La seguridad alimentaria requiere más cooperación transfronteriza

  • La colaboración técnica y científica entre los agentes implicados en toda la cadena alimentaria facilita el análisis de datos, permitiendo responder a tiempo en casos de riesgos emergentes

La globalización es una realidad en la industria alimentaria y, en consecuencia, marca la seguridad de los alimentos que llegan a la mesa del ciudadano, un asunto básico de la salud pública que se basa en acciones que abarcan toda la cadena alimentaria. En esta dirección, si Europa ha hecho un gran esfuerzo para que los procesos de compilación y análisis de datos sobre los riesgo en materia de alimentación fueran homologados y equivalentes en los países miembros ahora también está trasladando su energía en el campo de las importaciones, tal y como se traduce de la jornada celebrada ayer en Sevilla por la Agencia Española de Seguridad Alimentaria y Nutrición (Aesan) y la Autoridad Europea de Seguridad Alimentaria (EFSA) bajo el título El apoyo de la ciencia para la vigilancia de los riesgos de las importaciones. Sólo en el transcurso de ocho años las importaciones iberoamericanas han pasado de 2.666 millones a 5.577 millones de euros.

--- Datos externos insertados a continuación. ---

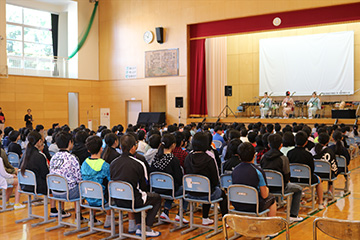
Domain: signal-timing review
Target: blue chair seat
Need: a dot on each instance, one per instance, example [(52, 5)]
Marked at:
[(200, 184), (124, 191), (94, 190), (59, 184), (132, 210), (187, 198), (160, 181), (64, 199), (29, 179)]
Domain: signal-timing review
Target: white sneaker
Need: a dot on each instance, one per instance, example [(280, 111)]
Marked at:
[(177, 218), (150, 233), (19, 206), (273, 235), (207, 221), (96, 222), (83, 220), (296, 219), (164, 216), (132, 230)]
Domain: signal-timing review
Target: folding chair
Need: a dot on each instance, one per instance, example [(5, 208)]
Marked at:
[(201, 184), (90, 189), (255, 227), (225, 181), (275, 183), (3, 197), (164, 181), (217, 144), (124, 191), (29, 179), (342, 165), (58, 183), (338, 229), (301, 174), (14, 159), (323, 169), (239, 193)]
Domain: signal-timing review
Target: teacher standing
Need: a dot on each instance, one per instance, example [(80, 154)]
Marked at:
[(28, 120)]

La ciencia es la gran base de las herramientas que se utilizan en la anticipación de los problemas, en la evaluación de los riesgos, en los métodos diagnósticos y de análisis, así como en los mecanismo de motorización y de vigilancia alimentaria. Según Catherine Geslain-Lanéelle, directora ejecutiva de EFSA para hacer frente a desafíos como que en la actualidad los patógenos puedan trasladarse rápidamente alrededor del mundo, se requiere "vigilancia, cooperación global y respuesta útil en el tiempo". En este sentido, la cooperación activa entre todos los actores de la cadena alimentaria (países miembros y extra comunitarios), y el análisis de datos para la evaluación de riesgos emergentes que permiten responder a los mismos adecuadamente durante el tiempo útil es una parte fundamental del modus operandi. "En el 2009 hemos reaccionado de manera rápida en situaciones urgentes como la melanina -un componente industrial que causó la muerte de al menos seis niños en 2008 por encontrarse en leches infantiles chinas-, la contaminación de champiñones con nicotina, etc. Pero además trabajamos por identificar, en la medida de lo posible, los patógenos que pudiesen impactar tanto en la salud de los ciudadanos europeos como en el de los animales y de las plantas, y el impacto medio ambiente", dijo Catherine.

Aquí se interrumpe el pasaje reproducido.